PBN template for those interested.

---

Hi!
We mix through buses, in this way:
BD+SD - kick and snare go here, through a limiter with 3-4dB attenuation. HATS - hihats, lighter stuff. No limiting. Slight compression maybe. Highpass! PERC - percussion..
These three go trough a DRUMS bus for easy level adjustment of all the drums, and maybe slight compression.
DRUMS - bd+sd, hats and perc busses go through here, as specified. KEYS - Lighter instruments, pads, supersaws, etc.. Most of them will be highpassed at source. Limiter. Sidechain. BASS - Heavier midrange synths, this bus is highpassed between 150-200hz. Limiter. Sidechain. VOX - Vocals go here.. FX - Impacts, sweeps, risers, downlifters etc.. RETURNS - all the send tracks output to this bus, so you can sidechain
All of the above buses (with the exception of bd+sd, hats and perc that go through drums) go through a final bus we call "premaster", where we have our quite simple master chain. It's just an EQ and a limiter. Once our mixes reach this point it is more or less done and just needs to be crushed a little bit.
The degree of sidechaining on the various buses vary with what kind of song you are making. Sometimes you want heavy sidechaining, sometimes you want light sidechaining (especially on lighter elements), and sometimes you even want to automate the degree of sidechaining depending on what section of the song.
PREMASTER - final bus where everything comes together.
The reason for using a premaster for your master chain and not put the plugins on the actual master channel is that you can have reference tunes in your session on tracks that are muted. So say for the drop, you could line up various drops from reference tunes, and quickly solo them to A/B your sound with a reference tune. It's really quick and easy.

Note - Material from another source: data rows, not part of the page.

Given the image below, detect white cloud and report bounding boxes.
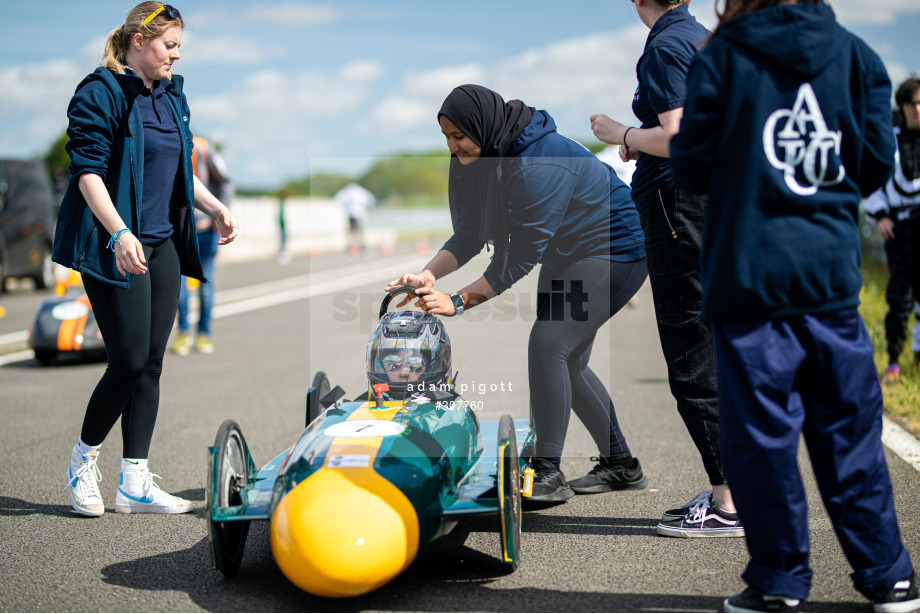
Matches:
[341,60,384,82]
[0,60,86,156]
[186,2,342,29]
[179,33,287,65]
[831,0,920,26]
[244,2,342,28]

!!!EDIT: Finally, the sub. It just goes straight to the premaster, usually just a sinewave, maybe with a little bit of tri blended in, or a filtered down saw to add some harmonics to it. Sidechained and/or faded in waveform aligned with the tail of the kick to avoid phasing issues and amplitude dips.. Makes it sound tight!
We usually route our pads and "lighter" synths to a "KEYS" bus that doesn't necessarily get highpassed any higher than 40-50hz (to allow for potential deep pads to come through in breakdowns) but most of the "keys" instruments will be highpassed fairly high, like 200-500hz, you just gotta set up a highpass, then sweep it upwards until you feel the sound starts to lose its body, then back down a little bit.

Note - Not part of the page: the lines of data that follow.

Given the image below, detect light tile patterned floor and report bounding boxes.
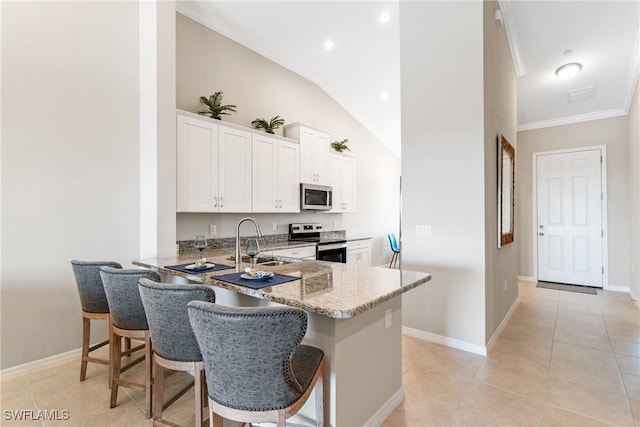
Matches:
[0,283,640,427]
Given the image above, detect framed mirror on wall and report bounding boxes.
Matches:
[498,135,516,248]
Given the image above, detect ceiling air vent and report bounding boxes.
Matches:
[567,86,597,102]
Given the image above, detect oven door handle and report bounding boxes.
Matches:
[317,243,347,252]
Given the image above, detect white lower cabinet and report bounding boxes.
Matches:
[347,240,371,266]
[273,245,316,259]
[329,153,356,213]
[252,134,300,212]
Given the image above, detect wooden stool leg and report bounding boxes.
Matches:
[193,362,204,427]
[80,316,91,381]
[153,362,164,420]
[109,329,122,408]
[144,331,153,418]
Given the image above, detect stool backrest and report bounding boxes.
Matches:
[138,279,216,362]
[71,259,122,313]
[100,267,160,331]
[188,301,307,411]
[387,233,400,253]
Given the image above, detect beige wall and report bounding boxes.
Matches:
[176,14,400,265]
[483,1,518,340]
[516,116,630,287]
[400,2,486,347]
[629,78,640,301]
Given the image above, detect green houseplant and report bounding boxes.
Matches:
[198,92,236,120]
[251,116,284,133]
[331,138,351,153]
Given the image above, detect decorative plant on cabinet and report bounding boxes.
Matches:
[251,116,284,134]
[198,92,236,120]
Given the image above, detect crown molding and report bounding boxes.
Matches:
[498,0,527,77]
[518,108,629,132]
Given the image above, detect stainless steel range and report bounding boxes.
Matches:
[289,223,347,263]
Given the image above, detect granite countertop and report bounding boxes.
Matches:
[133,246,431,319]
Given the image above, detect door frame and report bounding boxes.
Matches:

NI Massive and FM8, Nexus, Fabfilter Pro Q, Soundtoys native bundle, Valhalla Ubermod, Shimmer, Room.. We don't really use that many plugins! We also use a few distortion plugins like Ohmicide, Trash..

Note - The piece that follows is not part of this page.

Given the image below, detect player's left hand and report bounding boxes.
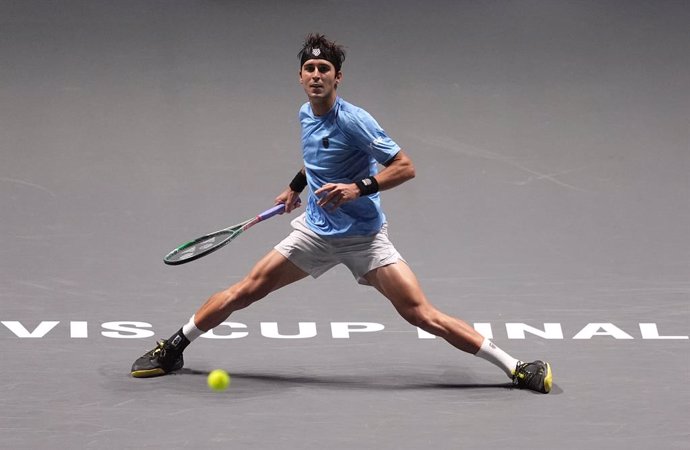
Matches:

Dynaudio BM5A MK2 :) Or whatever, really. More importantly, use reference tunes, get to know how they sound on your particular monitors and in your particular room. This takes time. Buying en expensive-ass set of monitors will not help you make good songs or good music..
We will start with whatever brings an idea to our minds.. It's kinda hard to explain, but we'll try. Say for instance you're away from your computer, and you get a random melody in your head. You try to capture that and make that into a song.
It's different than sitting down and trying to play something to generate an idea, but we do that too obviously. It's all about getting a concept, a melody, something that you can relate to, and then build off of that. It's usually based around a sample or a melody. We start building various disconnected sections of the song, say the drop, a breakdown, an intro.. After a while you can start piecing them together and make interesting and cohesive transitions. We rarely start by making the intro, then the verse, then the breakdown, then the drop etc.. It's a back-and-forth process, changing things, discarding things you thought you'd use, and using things you never though you would. Hope this helps! :)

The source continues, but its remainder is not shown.